- Artist: Gerald Brockhurst
- Completion date: 1939
- Medium: Oil on canvas
- Dimensions: 101.6 cm × 81.3 cm (40.0 in × 32.0 in)
- Location: National Portrait Gallery, London

= Portrait of Wallis, Duchess of Windsor =

1939 painting by Gerald Brockhurst

Portrait of Wallis, Duchess of Windsor is an oil-on-canvas painting by Gerald Brockhurst. It is part of the collection of the National Portrait Gallery (NPG) in London. The painting depicts the Duchess of Windsor, wife of the former Edward VIII who abdicated the throne to marry her.

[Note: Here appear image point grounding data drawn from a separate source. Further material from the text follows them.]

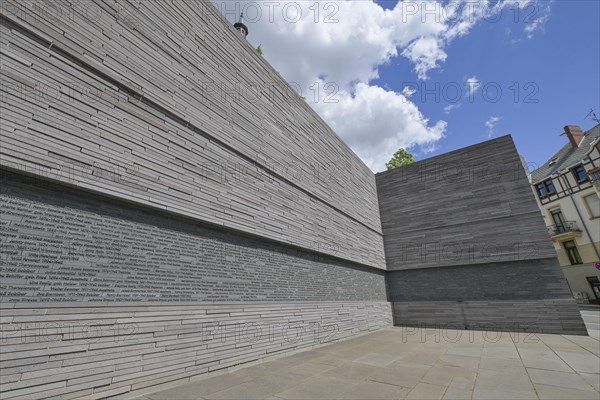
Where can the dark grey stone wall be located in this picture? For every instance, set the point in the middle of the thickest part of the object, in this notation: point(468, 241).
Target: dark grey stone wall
point(164, 104)
point(63, 245)
point(523, 280)
point(466, 246)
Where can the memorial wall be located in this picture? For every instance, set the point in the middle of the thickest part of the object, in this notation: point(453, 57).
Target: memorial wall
point(467, 247)
point(171, 208)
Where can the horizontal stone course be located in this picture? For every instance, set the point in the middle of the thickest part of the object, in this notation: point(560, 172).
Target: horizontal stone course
point(98, 354)
point(62, 245)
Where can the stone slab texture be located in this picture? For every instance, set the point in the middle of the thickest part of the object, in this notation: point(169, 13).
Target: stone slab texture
point(164, 104)
point(466, 246)
point(102, 297)
point(171, 208)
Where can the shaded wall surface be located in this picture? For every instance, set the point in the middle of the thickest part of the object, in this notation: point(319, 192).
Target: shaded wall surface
point(466, 245)
point(170, 207)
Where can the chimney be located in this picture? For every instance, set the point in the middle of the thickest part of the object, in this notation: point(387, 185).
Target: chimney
point(241, 27)
point(575, 135)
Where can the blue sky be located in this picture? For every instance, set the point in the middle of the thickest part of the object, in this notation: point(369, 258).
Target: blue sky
point(544, 57)
point(556, 75)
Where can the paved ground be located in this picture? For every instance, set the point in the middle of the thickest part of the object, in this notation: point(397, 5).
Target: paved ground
point(406, 363)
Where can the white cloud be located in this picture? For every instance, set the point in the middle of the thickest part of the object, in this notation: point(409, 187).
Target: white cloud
point(491, 125)
point(472, 85)
point(344, 43)
point(377, 122)
point(450, 107)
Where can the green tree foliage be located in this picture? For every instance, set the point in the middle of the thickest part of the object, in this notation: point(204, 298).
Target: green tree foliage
point(400, 158)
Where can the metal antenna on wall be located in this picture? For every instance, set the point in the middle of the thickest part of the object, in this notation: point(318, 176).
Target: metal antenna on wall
point(593, 116)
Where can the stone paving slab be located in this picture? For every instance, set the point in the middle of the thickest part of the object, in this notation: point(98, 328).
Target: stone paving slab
point(409, 363)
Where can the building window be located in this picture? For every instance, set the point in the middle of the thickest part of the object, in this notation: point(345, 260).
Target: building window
point(592, 202)
point(572, 252)
point(545, 188)
point(559, 221)
point(579, 174)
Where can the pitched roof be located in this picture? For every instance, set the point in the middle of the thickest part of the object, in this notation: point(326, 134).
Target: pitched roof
point(568, 156)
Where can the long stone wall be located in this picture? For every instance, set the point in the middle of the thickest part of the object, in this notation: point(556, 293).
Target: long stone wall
point(102, 297)
point(171, 208)
point(64, 245)
point(126, 350)
point(467, 248)
point(164, 104)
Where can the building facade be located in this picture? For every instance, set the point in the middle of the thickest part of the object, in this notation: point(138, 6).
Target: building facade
point(567, 192)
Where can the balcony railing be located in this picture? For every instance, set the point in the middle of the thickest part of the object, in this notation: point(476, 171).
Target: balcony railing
point(594, 175)
point(565, 227)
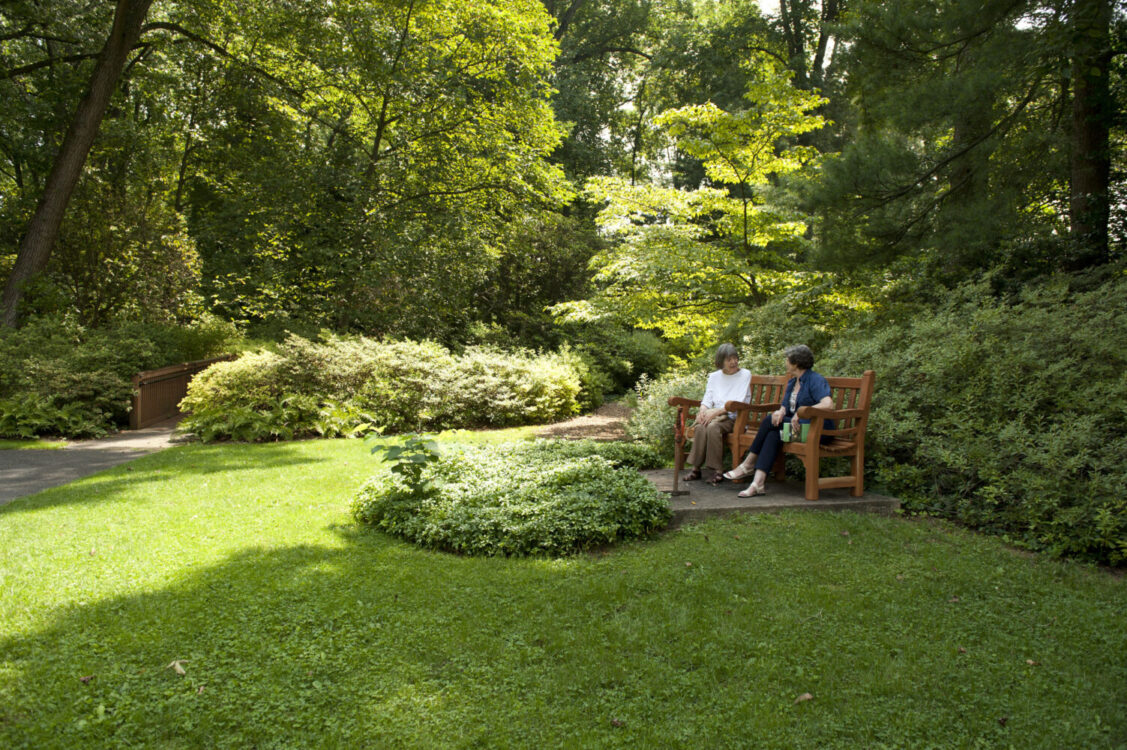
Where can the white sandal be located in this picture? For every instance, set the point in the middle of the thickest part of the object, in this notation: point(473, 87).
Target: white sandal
point(753, 491)
point(731, 476)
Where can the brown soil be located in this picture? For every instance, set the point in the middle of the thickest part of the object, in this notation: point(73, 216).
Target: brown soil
point(608, 422)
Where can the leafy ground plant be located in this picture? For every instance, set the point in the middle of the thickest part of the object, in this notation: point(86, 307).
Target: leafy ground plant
point(295, 628)
point(546, 497)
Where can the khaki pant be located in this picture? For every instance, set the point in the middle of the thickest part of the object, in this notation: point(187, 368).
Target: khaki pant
point(709, 441)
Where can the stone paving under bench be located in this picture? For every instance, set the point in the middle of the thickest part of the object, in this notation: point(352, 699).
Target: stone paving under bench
point(704, 501)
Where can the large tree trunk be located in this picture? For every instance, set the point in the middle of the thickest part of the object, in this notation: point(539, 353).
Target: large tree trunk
point(1091, 116)
point(43, 229)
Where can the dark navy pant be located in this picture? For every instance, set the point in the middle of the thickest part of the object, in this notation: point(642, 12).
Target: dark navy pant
point(766, 443)
point(769, 442)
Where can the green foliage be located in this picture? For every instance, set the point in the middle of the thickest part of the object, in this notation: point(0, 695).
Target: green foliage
point(548, 497)
point(653, 418)
point(409, 459)
point(682, 259)
point(345, 386)
point(61, 378)
point(1006, 416)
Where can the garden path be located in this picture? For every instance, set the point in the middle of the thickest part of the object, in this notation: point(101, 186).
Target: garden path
point(608, 422)
point(27, 471)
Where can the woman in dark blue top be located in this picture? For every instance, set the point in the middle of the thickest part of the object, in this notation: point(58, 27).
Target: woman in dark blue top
point(804, 388)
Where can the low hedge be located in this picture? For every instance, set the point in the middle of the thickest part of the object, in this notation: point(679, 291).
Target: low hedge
point(61, 378)
point(1008, 415)
point(542, 497)
point(345, 386)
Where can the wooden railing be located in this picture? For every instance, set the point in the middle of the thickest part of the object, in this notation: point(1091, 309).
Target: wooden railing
point(157, 394)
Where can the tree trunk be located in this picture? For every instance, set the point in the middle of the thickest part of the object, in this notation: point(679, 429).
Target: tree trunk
point(1091, 115)
point(43, 229)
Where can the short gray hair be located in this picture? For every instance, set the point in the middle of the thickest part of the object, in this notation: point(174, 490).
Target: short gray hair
point(722, 353)
point(800, 356)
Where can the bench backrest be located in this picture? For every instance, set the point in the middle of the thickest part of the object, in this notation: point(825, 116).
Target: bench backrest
point(848, 394)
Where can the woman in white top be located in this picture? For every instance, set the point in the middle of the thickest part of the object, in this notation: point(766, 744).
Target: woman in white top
point(713, 423)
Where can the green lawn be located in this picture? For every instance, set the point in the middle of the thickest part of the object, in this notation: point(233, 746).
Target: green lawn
point(296, 628)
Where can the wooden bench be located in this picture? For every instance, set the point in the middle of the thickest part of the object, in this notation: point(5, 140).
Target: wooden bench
point(852, 398)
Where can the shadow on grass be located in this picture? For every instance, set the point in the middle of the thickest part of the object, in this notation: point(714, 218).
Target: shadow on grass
point(149, 473)
point(280, 647)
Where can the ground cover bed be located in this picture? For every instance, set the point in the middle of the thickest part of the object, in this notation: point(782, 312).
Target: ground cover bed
point(293, 626)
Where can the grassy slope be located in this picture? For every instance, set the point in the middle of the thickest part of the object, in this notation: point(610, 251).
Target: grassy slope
point(300, 629)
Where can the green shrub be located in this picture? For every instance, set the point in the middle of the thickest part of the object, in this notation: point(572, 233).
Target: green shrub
point(60, 378)
point(1010, 417)
point(342, 386)
point(651, 420)
point(620, 354)
point(546, 497)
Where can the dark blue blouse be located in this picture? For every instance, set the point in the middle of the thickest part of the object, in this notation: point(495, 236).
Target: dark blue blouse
point(814, 389)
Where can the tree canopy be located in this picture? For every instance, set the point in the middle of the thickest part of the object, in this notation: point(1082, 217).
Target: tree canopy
point(434, 168)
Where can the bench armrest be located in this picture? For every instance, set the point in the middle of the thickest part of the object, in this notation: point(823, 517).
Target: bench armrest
point(808, 412)
point(741, 406)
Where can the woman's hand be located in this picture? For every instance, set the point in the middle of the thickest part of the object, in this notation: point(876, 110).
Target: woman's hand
point(707, 415)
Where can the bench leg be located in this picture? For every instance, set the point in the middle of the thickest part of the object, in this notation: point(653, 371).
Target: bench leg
point(812, 476)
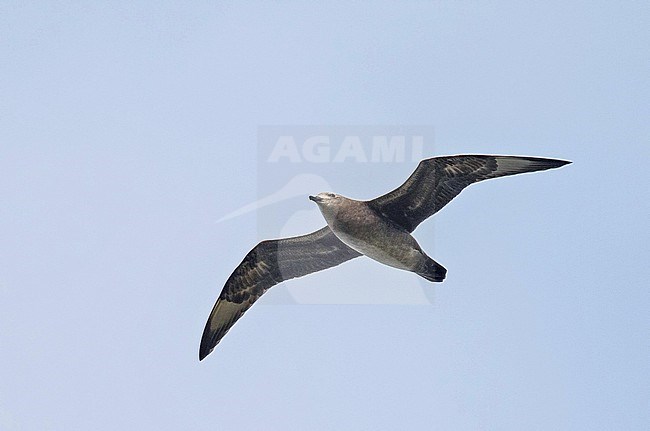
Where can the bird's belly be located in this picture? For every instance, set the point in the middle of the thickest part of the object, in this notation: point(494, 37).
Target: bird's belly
point(390, 251)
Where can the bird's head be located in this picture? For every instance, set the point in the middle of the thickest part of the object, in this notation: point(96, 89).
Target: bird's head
point(326, 199)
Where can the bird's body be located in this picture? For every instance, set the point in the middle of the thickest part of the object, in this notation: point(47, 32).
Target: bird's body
point(370, 233)
point(380, 229)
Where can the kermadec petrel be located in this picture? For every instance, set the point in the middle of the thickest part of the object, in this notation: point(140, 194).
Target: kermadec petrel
point(380, 229)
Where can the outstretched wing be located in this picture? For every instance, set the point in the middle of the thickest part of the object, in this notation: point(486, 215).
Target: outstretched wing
point(266, 265)
point(436, 181)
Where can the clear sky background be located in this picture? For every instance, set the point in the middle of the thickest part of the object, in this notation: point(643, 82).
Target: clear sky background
point(127, 129)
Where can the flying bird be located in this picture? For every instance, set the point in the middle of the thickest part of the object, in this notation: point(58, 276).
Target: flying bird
point(379, 229)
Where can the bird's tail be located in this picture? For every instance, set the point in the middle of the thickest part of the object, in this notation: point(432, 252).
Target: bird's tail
point(432, 270)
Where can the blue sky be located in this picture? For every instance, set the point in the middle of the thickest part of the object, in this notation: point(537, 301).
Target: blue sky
point(128, 129)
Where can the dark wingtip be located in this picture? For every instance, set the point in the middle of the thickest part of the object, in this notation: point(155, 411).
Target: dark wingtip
point(204, 351)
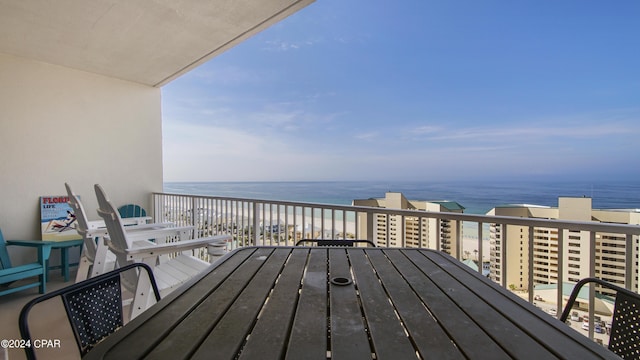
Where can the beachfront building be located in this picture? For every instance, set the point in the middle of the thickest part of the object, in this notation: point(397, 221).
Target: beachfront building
point(510, 245)
point(411, 232)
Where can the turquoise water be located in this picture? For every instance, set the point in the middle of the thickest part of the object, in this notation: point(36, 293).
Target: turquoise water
point(476, 197)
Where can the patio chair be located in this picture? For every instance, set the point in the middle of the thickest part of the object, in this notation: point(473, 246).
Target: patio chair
point(38, 269)
point(96, 258)
point(131, 210)
point(625, 337)
point(132, 247)
point(94, 307)
point(333, 242)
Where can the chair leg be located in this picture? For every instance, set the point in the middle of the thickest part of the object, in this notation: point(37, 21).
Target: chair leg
point(83, 269)
point(142, 297)
point(43, 283)
point(100, 261)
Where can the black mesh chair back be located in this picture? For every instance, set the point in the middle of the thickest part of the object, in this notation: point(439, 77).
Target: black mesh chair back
point(95, 311)
point(93, 307)
point(625, 325)
point(333, 242)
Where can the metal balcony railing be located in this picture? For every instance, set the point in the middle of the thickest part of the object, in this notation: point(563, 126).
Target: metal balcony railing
point(273, 222)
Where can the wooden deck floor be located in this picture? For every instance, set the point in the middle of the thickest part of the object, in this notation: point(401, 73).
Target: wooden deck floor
point(52, 322)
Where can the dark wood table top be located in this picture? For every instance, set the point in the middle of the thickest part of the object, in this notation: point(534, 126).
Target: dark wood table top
point(344, 303)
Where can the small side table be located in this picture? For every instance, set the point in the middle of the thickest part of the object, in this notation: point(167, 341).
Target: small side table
point(64, 247)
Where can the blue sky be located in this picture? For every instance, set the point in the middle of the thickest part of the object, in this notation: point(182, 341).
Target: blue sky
point(411, 89)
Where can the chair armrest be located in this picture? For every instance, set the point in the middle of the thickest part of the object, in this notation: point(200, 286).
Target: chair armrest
point(158, 233)
point(29, 243)
point(147, 249)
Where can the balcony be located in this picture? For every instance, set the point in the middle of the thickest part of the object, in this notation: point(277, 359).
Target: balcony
point(239, 217)
point(271, 222)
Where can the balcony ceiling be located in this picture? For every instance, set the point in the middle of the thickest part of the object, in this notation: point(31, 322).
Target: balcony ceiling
point(144, 41)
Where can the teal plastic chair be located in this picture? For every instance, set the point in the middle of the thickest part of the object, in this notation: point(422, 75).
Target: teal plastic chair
point(38, 270)
point(131, 210)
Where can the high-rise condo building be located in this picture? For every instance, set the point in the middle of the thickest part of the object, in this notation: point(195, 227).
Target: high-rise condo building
point(510, 244)
point(411, 232)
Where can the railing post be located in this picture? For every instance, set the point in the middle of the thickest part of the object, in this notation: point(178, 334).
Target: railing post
point(369, 225)
point(503, 255)
point(256, 223)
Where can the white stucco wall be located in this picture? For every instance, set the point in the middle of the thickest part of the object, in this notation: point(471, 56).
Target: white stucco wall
point(61, 125)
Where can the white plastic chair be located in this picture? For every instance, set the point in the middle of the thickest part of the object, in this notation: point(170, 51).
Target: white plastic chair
point(132, 247)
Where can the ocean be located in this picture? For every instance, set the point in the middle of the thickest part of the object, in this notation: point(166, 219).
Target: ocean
point(476, 197)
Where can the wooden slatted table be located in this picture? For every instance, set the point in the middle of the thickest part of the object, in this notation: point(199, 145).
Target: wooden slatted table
point(344, 303)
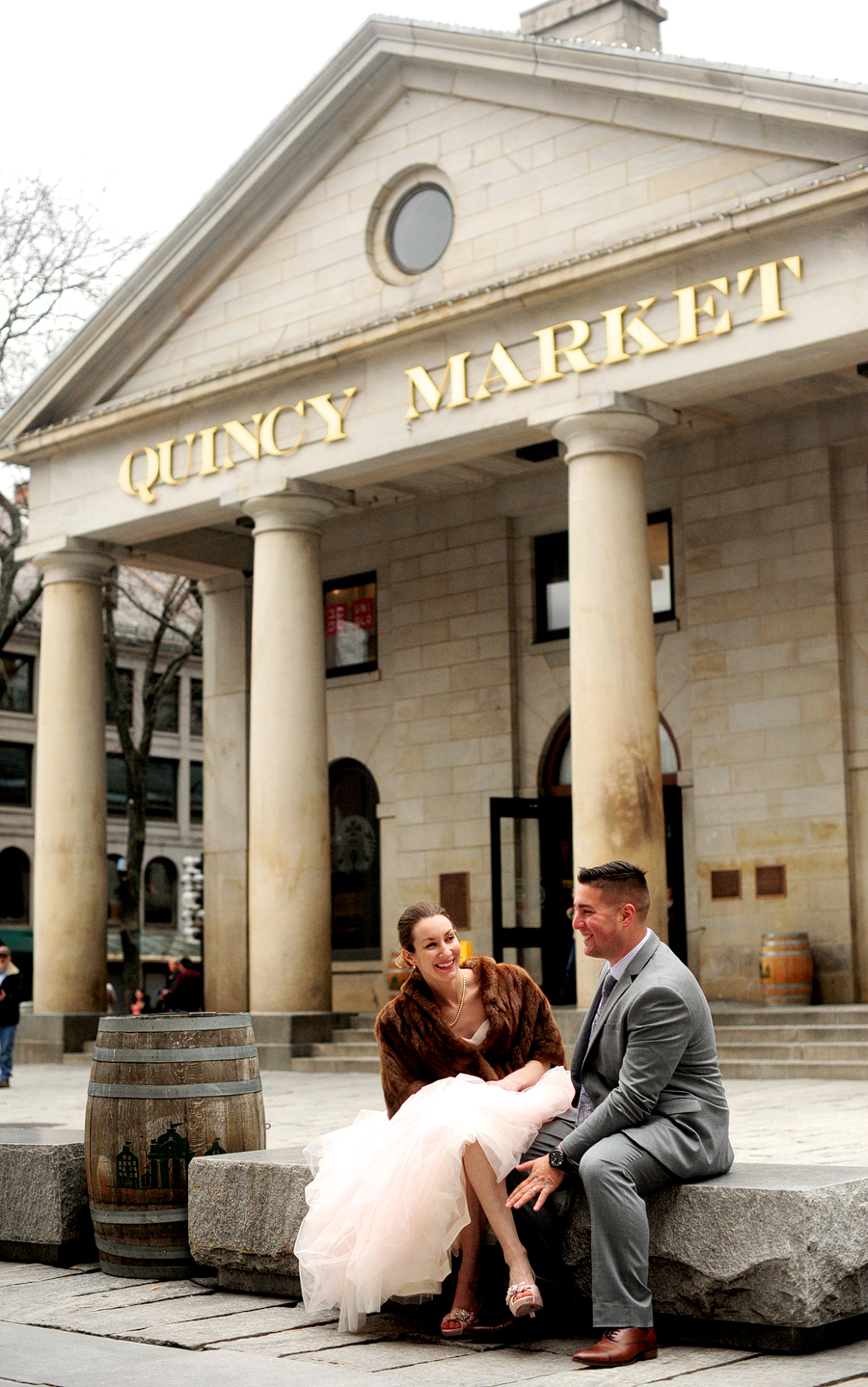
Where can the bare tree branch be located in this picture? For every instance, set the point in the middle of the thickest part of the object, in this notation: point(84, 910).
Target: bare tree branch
point(54, 268)
point(174, 598)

Throughout the 1930s Brockhurst continued an increasingly successful career as a portrait artist, with notable sitters including the film stars Merle Oberon and Marlene Dietrich. He was a fan of Wallis's style and asked for permission to work on a painting of her. The portrait was eventually commissioned by Wallis and Brockhurst began working on it in his London studio. It hung in the library of Villa Windsor, the couple's home in Paris, and now is in the possession of the National Portrait Gallery, London, who purchased it with help from the National Lottery Heritage Fund in 1998. In it, Wallis is depicted wearing a Mainbocher blouse and a bouquet brooch by Van Cleef & Arpels which had been a gift from Edward.